Intermittent schedule duplication causing double flow runs
Bug summary
Description
We are experiencing intermittent schedule duplication issues where deployments randomly create duplicate scheduled runs with identical expected start times.
Observed Behavior
- Scheduled runs are duplicated with the same expected_start_time
- Issue occurs sporadically across different deployments
- Multiple flow runs are triggered for the same schedule time
- Problem appears to resolve temporarily when schedules are toggled (deactivated/reactivated)
Version info
Prefect Server: v3.4.15
Prefect Workers: v3.4.15
Kubernetes deployment using Helm charts
Additional context
Suspected Triggers
- System actions or maintenance operations on kube
- Flow redeployment processes
- Potential race conditions during schedule updates
Current Workaround
We've implemented a cleanup script that detects and fixes duplicate schedules by toggling the automation state
deployments = await client.read_deployments(
deployment_filter=DeploymentFilter(tags=DeploymentFilterTags(all_=["prd"]))
)
logger = get_run_logger()
for d in deployments:
logger.info(f"Checking deployment: {d.name} deployment id: {d.id} flow id: {d.flow_id}")
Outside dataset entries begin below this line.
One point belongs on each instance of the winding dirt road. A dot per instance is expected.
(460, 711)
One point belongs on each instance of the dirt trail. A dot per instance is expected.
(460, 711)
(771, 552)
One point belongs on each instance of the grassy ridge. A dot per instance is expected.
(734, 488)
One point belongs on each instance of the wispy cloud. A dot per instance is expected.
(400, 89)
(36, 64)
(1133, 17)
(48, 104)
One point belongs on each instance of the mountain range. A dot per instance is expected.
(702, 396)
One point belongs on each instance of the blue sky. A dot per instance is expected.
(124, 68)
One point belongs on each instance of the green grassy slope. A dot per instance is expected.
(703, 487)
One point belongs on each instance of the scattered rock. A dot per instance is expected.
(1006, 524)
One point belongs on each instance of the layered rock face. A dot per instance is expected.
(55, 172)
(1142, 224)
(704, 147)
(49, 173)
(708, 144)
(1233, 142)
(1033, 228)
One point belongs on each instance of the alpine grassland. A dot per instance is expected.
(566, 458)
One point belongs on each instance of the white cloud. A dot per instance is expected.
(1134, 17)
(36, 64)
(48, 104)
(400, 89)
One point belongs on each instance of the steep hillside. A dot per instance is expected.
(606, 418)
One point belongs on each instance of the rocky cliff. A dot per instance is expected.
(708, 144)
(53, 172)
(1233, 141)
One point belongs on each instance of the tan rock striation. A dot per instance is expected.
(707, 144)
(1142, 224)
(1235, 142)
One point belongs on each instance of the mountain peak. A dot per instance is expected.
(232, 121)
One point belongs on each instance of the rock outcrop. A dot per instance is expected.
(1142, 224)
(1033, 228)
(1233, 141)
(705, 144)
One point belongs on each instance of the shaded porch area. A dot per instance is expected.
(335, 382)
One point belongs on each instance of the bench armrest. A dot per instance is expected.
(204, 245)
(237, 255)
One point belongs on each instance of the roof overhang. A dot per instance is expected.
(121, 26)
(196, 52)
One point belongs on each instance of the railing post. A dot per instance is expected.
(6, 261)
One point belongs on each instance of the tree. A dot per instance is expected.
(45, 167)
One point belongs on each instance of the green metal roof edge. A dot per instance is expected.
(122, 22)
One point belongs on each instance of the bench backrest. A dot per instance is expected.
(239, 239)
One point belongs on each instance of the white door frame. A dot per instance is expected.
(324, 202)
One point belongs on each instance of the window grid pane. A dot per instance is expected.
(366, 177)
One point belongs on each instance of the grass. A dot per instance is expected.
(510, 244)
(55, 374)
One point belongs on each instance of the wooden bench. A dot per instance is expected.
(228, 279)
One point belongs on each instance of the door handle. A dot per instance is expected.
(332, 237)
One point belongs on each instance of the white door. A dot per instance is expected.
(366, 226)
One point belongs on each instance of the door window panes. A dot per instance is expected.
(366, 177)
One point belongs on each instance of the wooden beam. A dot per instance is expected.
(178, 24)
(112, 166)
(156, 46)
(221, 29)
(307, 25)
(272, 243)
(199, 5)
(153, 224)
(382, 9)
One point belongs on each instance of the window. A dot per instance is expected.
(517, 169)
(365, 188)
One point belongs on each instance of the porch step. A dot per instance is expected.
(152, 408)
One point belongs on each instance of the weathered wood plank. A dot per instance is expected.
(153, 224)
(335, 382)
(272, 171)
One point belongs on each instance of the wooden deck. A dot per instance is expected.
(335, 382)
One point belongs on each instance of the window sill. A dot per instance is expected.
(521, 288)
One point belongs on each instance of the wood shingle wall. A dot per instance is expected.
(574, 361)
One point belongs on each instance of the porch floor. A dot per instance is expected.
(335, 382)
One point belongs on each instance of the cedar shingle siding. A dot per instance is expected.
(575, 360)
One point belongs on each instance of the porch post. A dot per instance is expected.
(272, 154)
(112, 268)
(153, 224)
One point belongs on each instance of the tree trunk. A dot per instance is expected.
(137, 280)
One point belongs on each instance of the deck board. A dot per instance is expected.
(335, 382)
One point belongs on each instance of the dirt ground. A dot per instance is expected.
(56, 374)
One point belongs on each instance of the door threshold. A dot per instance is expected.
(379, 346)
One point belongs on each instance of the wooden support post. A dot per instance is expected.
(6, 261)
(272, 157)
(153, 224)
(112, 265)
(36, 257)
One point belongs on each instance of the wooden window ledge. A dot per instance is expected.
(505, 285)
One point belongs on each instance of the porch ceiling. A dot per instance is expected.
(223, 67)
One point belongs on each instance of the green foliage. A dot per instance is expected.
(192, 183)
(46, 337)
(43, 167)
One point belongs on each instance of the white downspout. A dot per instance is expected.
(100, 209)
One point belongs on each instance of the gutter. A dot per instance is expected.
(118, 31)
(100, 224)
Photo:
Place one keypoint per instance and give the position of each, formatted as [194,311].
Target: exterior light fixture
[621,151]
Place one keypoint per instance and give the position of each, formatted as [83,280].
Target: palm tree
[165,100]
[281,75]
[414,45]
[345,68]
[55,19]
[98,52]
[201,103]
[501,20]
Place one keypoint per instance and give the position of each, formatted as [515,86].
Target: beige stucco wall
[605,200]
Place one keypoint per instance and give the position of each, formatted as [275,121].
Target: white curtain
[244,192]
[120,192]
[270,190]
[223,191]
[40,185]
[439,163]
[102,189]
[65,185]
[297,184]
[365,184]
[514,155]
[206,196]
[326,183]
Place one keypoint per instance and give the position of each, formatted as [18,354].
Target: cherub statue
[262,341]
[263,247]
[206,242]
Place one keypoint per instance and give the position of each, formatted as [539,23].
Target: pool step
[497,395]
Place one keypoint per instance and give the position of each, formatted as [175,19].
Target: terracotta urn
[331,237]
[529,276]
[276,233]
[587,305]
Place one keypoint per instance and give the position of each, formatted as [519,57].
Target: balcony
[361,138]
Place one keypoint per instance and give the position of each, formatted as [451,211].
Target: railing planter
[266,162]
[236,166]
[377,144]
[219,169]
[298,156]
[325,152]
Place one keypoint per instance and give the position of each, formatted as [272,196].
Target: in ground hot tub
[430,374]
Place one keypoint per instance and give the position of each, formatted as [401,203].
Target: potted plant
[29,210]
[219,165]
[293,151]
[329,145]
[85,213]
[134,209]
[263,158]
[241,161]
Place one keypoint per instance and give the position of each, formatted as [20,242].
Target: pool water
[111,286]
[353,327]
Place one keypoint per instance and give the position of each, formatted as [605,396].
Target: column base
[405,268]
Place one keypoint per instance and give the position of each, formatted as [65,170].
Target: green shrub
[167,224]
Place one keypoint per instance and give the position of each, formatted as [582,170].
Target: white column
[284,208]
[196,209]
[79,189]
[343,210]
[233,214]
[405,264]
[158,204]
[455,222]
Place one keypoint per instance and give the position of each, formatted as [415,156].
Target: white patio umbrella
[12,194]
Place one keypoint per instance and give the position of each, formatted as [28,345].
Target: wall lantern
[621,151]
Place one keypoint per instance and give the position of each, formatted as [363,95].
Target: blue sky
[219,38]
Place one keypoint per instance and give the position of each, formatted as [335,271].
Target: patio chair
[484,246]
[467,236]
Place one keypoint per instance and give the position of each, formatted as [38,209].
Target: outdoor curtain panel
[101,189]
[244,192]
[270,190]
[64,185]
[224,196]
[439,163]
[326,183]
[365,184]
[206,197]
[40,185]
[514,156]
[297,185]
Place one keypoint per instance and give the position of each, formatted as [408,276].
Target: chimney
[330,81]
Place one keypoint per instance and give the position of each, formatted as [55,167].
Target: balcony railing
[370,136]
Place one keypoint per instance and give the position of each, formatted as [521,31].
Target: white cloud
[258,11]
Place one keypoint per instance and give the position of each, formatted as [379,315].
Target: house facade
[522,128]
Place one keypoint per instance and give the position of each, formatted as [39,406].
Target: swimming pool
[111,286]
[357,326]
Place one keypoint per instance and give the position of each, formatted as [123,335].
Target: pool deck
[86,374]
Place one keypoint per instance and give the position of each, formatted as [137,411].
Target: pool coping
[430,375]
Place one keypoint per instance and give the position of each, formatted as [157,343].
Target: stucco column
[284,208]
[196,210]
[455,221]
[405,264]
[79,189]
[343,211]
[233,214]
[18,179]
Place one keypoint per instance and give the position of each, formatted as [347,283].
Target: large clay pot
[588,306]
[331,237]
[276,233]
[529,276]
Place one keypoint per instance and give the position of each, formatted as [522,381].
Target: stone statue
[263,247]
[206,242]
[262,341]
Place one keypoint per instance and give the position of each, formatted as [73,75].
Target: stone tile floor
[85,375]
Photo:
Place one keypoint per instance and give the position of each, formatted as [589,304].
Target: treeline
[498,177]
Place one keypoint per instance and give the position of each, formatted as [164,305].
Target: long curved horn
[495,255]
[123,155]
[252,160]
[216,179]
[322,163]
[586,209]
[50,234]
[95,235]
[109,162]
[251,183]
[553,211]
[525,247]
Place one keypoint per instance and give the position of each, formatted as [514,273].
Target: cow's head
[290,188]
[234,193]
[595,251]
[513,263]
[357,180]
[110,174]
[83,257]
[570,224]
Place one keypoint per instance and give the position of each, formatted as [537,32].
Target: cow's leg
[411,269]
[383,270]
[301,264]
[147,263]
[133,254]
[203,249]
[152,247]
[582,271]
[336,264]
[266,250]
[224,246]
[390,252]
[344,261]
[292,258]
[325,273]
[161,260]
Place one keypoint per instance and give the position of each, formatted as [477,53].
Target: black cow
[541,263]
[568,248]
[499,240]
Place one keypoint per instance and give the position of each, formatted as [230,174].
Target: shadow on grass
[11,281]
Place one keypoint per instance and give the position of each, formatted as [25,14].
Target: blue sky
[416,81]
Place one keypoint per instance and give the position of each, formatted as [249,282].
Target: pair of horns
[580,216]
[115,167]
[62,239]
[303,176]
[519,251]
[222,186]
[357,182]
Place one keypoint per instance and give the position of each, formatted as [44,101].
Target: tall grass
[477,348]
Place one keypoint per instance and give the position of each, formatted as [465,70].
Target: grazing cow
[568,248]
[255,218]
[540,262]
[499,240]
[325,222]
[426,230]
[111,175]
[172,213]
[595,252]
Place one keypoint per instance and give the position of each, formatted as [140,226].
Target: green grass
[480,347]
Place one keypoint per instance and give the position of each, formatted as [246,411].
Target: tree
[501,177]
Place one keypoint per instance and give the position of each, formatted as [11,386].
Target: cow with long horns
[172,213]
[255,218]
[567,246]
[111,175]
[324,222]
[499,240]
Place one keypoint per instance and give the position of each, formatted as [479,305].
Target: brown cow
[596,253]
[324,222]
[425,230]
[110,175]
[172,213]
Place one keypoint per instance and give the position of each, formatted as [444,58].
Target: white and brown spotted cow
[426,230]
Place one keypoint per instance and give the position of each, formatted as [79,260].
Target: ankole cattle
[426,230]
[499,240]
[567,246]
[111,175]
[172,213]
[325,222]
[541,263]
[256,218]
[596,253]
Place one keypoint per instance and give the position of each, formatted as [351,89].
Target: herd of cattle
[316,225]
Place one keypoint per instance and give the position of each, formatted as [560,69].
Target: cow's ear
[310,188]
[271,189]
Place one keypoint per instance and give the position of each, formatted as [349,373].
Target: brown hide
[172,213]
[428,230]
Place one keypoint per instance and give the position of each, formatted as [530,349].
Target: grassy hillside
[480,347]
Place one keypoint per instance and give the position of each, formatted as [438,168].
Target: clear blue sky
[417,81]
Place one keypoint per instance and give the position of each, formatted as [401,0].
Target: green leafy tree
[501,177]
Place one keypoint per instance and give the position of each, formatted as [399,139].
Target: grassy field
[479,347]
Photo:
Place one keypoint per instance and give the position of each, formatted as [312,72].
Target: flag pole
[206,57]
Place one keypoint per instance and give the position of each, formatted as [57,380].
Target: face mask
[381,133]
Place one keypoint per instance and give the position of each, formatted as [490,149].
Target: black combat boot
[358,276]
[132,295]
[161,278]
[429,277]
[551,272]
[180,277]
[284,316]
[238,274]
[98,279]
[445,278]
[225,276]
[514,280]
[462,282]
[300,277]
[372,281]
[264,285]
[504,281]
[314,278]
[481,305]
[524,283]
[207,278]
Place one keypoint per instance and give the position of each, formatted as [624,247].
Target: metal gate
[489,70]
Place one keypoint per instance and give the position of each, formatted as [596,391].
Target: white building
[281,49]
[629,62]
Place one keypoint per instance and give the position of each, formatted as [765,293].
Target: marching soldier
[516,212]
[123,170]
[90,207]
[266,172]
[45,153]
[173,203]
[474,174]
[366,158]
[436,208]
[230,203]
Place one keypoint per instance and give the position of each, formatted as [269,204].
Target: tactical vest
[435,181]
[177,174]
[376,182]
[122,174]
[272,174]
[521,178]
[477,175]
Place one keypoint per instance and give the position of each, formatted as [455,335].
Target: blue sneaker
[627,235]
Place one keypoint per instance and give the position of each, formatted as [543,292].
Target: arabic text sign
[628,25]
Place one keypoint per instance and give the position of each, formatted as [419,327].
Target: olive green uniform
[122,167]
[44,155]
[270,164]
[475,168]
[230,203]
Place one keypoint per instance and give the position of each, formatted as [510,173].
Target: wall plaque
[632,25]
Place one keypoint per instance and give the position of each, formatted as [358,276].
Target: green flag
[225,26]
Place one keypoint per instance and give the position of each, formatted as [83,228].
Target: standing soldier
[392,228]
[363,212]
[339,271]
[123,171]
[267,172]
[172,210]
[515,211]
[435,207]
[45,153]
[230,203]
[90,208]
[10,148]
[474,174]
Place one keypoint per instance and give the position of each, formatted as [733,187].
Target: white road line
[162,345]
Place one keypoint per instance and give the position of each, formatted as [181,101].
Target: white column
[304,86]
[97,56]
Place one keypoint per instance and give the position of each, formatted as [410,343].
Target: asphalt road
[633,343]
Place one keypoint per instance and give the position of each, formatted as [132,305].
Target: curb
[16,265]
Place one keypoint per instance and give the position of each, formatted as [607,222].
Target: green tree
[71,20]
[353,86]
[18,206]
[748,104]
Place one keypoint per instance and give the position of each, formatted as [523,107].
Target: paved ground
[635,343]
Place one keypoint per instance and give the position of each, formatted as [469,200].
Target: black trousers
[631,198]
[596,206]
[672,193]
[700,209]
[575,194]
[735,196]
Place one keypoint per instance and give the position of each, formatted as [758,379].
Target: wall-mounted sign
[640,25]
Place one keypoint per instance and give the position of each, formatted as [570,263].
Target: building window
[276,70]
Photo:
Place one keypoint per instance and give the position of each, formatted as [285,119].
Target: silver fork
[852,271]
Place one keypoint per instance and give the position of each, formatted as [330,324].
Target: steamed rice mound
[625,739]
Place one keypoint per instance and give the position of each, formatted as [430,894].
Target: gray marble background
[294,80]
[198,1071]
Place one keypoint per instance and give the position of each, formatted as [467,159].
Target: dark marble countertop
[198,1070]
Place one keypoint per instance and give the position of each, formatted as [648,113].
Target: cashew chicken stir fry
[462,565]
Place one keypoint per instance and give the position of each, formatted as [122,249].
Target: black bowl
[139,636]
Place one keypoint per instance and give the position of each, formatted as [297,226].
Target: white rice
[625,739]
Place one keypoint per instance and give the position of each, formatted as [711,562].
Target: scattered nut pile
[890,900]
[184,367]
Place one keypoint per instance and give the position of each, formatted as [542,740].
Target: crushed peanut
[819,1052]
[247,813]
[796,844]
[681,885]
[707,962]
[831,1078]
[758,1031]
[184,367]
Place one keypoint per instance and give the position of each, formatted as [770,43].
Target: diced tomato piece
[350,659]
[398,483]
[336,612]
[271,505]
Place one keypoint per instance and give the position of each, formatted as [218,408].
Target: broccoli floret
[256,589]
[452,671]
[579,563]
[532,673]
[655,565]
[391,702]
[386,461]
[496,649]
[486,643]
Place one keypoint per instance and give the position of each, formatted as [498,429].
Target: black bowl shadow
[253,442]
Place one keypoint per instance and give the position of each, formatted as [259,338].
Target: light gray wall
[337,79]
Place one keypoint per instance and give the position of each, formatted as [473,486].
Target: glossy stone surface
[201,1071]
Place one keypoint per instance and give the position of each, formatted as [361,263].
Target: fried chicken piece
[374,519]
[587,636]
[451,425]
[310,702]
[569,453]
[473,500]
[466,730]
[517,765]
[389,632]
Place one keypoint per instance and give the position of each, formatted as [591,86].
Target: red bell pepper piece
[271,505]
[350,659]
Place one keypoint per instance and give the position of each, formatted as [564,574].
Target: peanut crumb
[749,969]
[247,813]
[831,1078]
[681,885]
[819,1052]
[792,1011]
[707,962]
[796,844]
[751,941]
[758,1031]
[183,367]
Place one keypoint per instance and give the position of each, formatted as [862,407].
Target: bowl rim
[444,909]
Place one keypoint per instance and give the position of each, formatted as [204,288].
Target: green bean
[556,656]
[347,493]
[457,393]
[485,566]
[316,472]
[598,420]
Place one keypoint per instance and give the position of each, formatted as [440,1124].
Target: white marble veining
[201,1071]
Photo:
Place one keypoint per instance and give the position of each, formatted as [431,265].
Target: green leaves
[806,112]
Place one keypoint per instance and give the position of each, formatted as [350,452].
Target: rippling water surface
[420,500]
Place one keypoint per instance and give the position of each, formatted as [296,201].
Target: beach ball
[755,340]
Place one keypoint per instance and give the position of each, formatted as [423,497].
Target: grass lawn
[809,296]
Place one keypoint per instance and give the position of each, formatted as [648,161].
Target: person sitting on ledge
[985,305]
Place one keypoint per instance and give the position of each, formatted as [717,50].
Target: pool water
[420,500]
scheduled_runs = await client.get_scheduled_flow_runs_for_deployments([d.id])
scheduled_run_times = []
has_double_schedule = False
for i in scheduled_runs:
if i.expected_start_time in scheduled_run_times:
has_double_schedule = True
logger.info(f"Double schedule detected for {d.name} at {i.expected_start_time}")
break
else:
scheduled_run_times.append(i.expected_start_time)
if has_double_schedule:
schedules = await client.read_deployment_schedules(d.id)
for schedule in schedules:
print(f"Restarting schedule: {schedule.id}")
await client.update_deployment_schedule(d.id, schedule.id, active=False)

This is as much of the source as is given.